Below is a template in which you should place your model inference code.

All the outputs from this train script are saved in :code:`params["output_dir"]`.

- Predictions on test data: raw model predictions using the trained model on test data. The predictions are saved in :code:`test_y_data_predicted.csv`.

- Prediction performance scores on test data: calculated using the raw model predictions and the true values for performance metrics specified by :code:`metric_type`. The scores are saved as json in :code:`test_scores.json`.

The file should be named :code:`mymodel_infer_improve.py` where 'mymodel' is the name of your model.

.. code-block:: python

    import sys
    from pathlib import Path
    from typing import Dict

    import pandas as pd

    # [Req] IMPROVE imports
    from improvelib.applications.drug_response_prediction.config import DRPInferConfig
    from improvelib.utils import str2bool
    import improvelib.utils as frm
    from model_params_def import infer_params

    # Model-specific imports, as needed

    filepath = Path(__file__).resolve().parent # [Req]


    # [Req]
    def run(params):
        """ Run model inference.

        Args:
            params (dict): dict of IMPROVE parameters and parsed values.

        Returns:
            dict: prediction performance scores computed on test data according
                to the metrics_list.
        """
        # --------------------------------------------------------------------
        # [Req] Create data names for test set and build model path
        # --------------------------------------------------------------------
        test_data_fname = frm.build_ml_data_file_name(data_format=params["data_format"], stage="test")
        modelpath = frm.build_model_path(
            model_file_name=params["model_file_name"], 
            model_file_format=params["model_file_format"], 
            model_dir=params["output_dir"])

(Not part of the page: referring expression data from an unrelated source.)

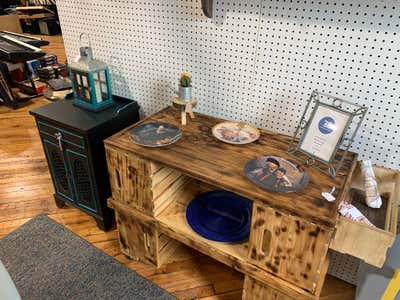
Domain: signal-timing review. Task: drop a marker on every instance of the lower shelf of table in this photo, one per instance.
(173, 221)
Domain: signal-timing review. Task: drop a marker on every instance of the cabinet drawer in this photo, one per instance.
(366, 242)
(67, 136)
(289, 247)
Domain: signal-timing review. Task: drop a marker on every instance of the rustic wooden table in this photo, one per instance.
(286, 255)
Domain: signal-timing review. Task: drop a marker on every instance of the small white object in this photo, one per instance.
(329, 196)
(373, 198)
(351, 212)
(160, 129)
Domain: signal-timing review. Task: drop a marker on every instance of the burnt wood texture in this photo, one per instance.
(199, 155)
(286, 255)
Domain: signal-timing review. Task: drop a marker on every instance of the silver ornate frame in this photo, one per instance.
(356, 115)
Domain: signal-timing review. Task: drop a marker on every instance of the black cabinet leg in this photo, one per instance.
(59, 203)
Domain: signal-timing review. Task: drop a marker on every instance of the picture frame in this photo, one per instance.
(326, 132)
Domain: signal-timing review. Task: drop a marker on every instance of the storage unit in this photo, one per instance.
(368, 243)
(72, 140)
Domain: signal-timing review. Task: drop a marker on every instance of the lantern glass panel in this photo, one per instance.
(101, 87)
(81, 84)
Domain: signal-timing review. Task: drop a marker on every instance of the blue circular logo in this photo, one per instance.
(326, 125)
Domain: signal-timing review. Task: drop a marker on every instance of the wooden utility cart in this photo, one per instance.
(286, 254)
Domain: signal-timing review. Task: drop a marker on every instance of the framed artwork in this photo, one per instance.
(326, 132)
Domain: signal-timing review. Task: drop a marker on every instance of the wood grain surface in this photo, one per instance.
(201, 156)
(26, 190)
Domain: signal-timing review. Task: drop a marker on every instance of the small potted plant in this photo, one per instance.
(185, 87)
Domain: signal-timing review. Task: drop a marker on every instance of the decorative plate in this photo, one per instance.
(276, 174)
(237, 133)
(220, 216)
(155, 134)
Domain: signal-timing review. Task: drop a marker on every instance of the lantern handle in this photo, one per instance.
(80, 39)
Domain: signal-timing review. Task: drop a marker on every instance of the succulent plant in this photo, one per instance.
(186, 80)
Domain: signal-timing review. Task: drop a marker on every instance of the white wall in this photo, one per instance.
(256, 61)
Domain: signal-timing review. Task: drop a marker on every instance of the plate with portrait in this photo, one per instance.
(277, 174)
(237, 133)
(155, 134)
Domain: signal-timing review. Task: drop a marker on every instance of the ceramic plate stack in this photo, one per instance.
(220, 216)
(237, 133)
(155, 134)
(276, 174)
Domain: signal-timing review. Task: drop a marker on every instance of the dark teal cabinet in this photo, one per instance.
(81, 178)
(72, 140)
(58, 170)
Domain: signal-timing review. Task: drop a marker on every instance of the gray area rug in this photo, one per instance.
(47, 261)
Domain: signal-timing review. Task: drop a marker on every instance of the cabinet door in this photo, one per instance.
(82, 180)
(289, 247)
(58, 170)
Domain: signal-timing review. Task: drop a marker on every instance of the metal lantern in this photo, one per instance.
(90, 81)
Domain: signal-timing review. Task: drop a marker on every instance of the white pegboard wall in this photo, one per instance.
(256, 61)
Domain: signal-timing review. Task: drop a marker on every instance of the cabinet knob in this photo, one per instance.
(58, 136)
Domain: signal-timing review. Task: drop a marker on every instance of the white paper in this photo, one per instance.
(325, 130)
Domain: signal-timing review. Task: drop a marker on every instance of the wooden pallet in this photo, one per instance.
(286, 255)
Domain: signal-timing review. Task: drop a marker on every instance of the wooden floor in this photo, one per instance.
(26, 191)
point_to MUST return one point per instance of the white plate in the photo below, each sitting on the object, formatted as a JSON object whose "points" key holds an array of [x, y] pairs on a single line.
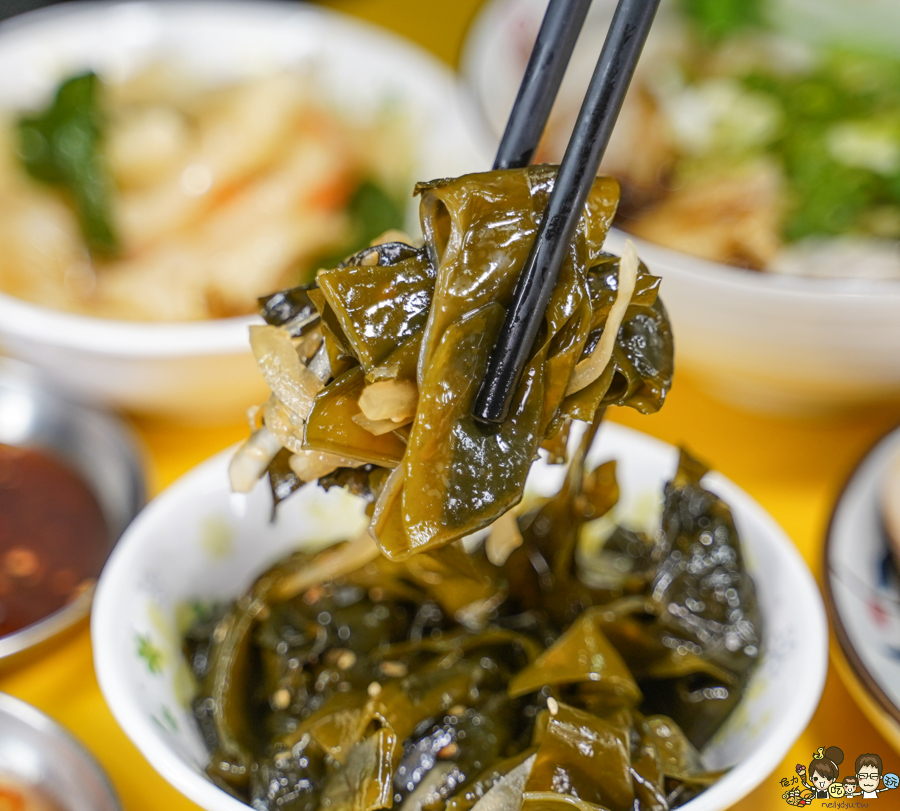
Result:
{"points": [[862, 591], [204, 371], [199, 541]]}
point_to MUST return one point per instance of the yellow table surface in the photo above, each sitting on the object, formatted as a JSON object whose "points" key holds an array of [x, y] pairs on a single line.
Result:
{"points": [[793, 468]]}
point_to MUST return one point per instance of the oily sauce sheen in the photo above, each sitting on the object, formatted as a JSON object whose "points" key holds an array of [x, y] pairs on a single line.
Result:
{"points": [[53, 537]]}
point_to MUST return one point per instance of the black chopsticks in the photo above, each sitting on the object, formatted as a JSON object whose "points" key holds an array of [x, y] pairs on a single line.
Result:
{"points": [[593, 127], [540, 84]]}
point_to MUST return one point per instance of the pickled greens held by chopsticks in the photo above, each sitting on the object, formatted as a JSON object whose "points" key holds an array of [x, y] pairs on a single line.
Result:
{"points": [[374, 367]]}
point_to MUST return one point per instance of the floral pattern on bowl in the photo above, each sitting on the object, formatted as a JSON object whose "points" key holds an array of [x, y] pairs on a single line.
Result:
{"points": [[164, 565]]}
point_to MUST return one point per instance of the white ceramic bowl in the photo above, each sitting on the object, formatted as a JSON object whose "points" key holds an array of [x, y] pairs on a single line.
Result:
{"points": [[198, 541], [862, 591], [204, 371], [759, 340]]}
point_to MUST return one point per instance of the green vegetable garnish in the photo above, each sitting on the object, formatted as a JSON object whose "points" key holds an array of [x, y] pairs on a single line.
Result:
{"points": [[61, 146], [372, 211], [718, 19], [839, 146]]}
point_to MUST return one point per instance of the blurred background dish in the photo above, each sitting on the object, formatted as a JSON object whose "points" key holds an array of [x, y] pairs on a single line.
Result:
{"points": [[224, 154], [70, 482], [862, 586], [43, 768], [200, 542], [737, 149]]}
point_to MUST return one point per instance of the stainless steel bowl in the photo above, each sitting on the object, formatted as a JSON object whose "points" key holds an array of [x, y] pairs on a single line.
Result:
{"points": [[94, 443], [38, 751]]}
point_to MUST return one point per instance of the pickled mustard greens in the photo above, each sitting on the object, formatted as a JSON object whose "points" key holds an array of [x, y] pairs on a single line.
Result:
{"points": [[562, 674], [374, 367]]}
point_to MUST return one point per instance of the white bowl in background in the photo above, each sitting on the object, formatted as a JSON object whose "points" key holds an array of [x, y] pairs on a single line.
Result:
{"points": [[199, 541], [204, 371], [758, 340], [862, 590]]}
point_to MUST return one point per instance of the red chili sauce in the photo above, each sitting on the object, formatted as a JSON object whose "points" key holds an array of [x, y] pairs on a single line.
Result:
{"points": [[53, 537]]}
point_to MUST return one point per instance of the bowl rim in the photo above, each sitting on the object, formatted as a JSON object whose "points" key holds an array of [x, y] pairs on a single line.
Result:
{"points": [[48, 727], [28, 321], [745, 776], [480, 37], [853, 660], [36, 633]]}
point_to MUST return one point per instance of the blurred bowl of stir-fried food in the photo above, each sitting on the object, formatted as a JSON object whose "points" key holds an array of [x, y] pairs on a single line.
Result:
{"points": [[163, 165], [759, 156], [301, 627]]}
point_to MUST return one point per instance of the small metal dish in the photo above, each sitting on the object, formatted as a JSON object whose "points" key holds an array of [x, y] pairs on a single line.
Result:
{"points": [[94, 443], [39, 752]]}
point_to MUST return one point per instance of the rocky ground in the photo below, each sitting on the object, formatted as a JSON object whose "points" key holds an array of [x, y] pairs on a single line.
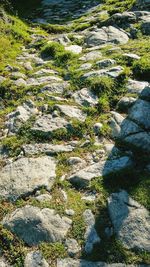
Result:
{"points": [[75, 138]]}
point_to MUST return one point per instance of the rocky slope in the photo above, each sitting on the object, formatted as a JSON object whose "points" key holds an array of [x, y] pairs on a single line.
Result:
{"points": [[75, 135]]}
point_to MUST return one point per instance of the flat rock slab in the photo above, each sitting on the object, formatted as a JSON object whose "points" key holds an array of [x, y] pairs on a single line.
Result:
{"points": [[47, 124], [82, 263], [72, 112], [104, 35], [25, 175], [129, 220], [85, 97], [46, 148], [83, 177], [140, 113], [34, 225], [35, 259]]}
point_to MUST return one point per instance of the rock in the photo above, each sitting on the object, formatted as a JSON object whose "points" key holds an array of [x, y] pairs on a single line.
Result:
{"points": [[20, 82], [115, 124], [91, 236], [83, 177], [70, 212], [55, 87], [72, 112], [112, 72], [23, 113], [25, 175], [93, 55], [125, 103], [34, 225], [140, 113], [3, 263], [75, 161], [86, 66], [46, 124], [78, 263], [35, 259], [43, 198], [105, 63], [72, 247], [129, 220], [28, 66], [97, 127], [48, 149], [136, 86], [104, 35], [76, 49], [85, 97]]}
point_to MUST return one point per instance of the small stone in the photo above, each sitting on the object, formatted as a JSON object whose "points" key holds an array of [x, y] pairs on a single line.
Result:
{"points": [[72, 247], [35, 259]]}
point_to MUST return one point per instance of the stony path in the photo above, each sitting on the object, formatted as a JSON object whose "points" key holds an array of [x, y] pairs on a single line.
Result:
{"points": [[51, 183]]}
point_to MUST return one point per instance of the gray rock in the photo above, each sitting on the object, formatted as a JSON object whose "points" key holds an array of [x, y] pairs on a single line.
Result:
{"points": [[134, 86], [140, 113], [105, 63], [108, 34], [72, 247], [47, 124], [93, 55], [78, 263], [85, 97], [34, 225], [72, 112], [43, 198], [129, 219], [83, 177], [76, 49], [46, 148], [16, 118], [125, 103], [26, 175], [91, 236], [35, 259]]}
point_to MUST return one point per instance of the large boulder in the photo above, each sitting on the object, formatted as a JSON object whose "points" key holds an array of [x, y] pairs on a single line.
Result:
{"points": [[129, 220], [104, 35], [34, 225], [83, 177], [25, 175], [35, 259]]}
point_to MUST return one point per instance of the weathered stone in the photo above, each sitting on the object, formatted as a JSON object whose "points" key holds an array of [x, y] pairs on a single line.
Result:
{"points": [[129, 219], [72, 112], [22, 114], [46, 148], [91, 236], [140, 113], [35, 259], [47, 124], [72, 247], [83, 177], [78, 263], [34, 225], [108, 34], [93, 55], [26, 175], [85, 97], [76, 49]]}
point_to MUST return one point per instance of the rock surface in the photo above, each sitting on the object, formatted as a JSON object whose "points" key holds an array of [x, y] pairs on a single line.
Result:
{"points": [[25, 175], [129, 220], [34, 225]]}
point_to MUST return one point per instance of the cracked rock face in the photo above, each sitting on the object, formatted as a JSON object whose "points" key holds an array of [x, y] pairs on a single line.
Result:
{"points": [[106, 35], [130, 220], [25, 175], [34, 225], [35, 259]]}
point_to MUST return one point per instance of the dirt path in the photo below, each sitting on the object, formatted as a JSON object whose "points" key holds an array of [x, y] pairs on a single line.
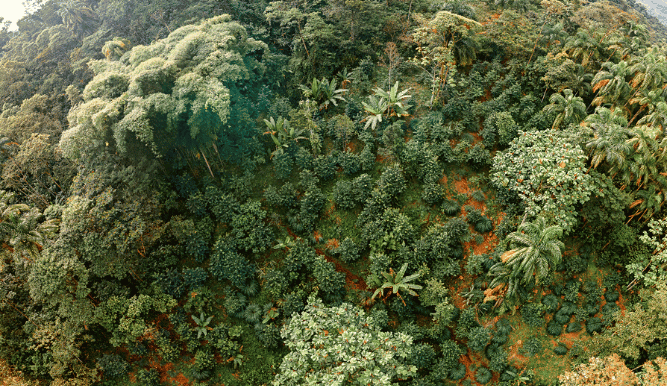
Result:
{"points": [[351, 280]]}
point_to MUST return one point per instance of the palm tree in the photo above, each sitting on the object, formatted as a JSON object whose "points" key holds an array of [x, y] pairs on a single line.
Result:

        # --------------------------------------------------------------------
        # Load inference data (ML data)
        # --------------------------------------------------------------------

        # --------------------------------------------------------------------
        # CUDA/CPU device, as needed
        # --------------------------------------------------------------------

        # --------------------------------------------------------------------
        # Load best model and compute predictions
        # --------------------------------------------------------------------

        # ------------------------------------------------------
        # [Req] Save raw predictions in dataframe
        # ------------------------------------------------------
        frm.store_predictions_df(
            y_true=your_test_true, 
            y_pred=your_test_predicted, 
            stage="test",
            y_col_name=params["y_col_name"],
            output_dir=params["output_dir"],
            input_dir=params["input_data_dir"]
        )

        # ------------------------------------------------------
        # [Req] Compute performance scores
        # ------------------------------------------------------
        if params["calc_infer_scores"]:
            test_scores = frm.compute_performance_scores(
                y_true=your_test_true, 
                y_pred=your_test_predicted, 
                stage="test",
                metric_type=params["metric_type"],
                output_dir=params["output_dir"]
            )

        return True


    # [Req]
    def main(args):
        cfg = DRPInferConfig()
        params = cfg.initialize_parameters(
            pathToModelDir=filepath,
            default_config="MODEL_params.txt",
            additional_definitions=infer_params,
        )
        status = run(params)
        print("\nFinished model inference.")


    # [Req]
    if __name__ == "__main__":
        main(sys.argv[1:])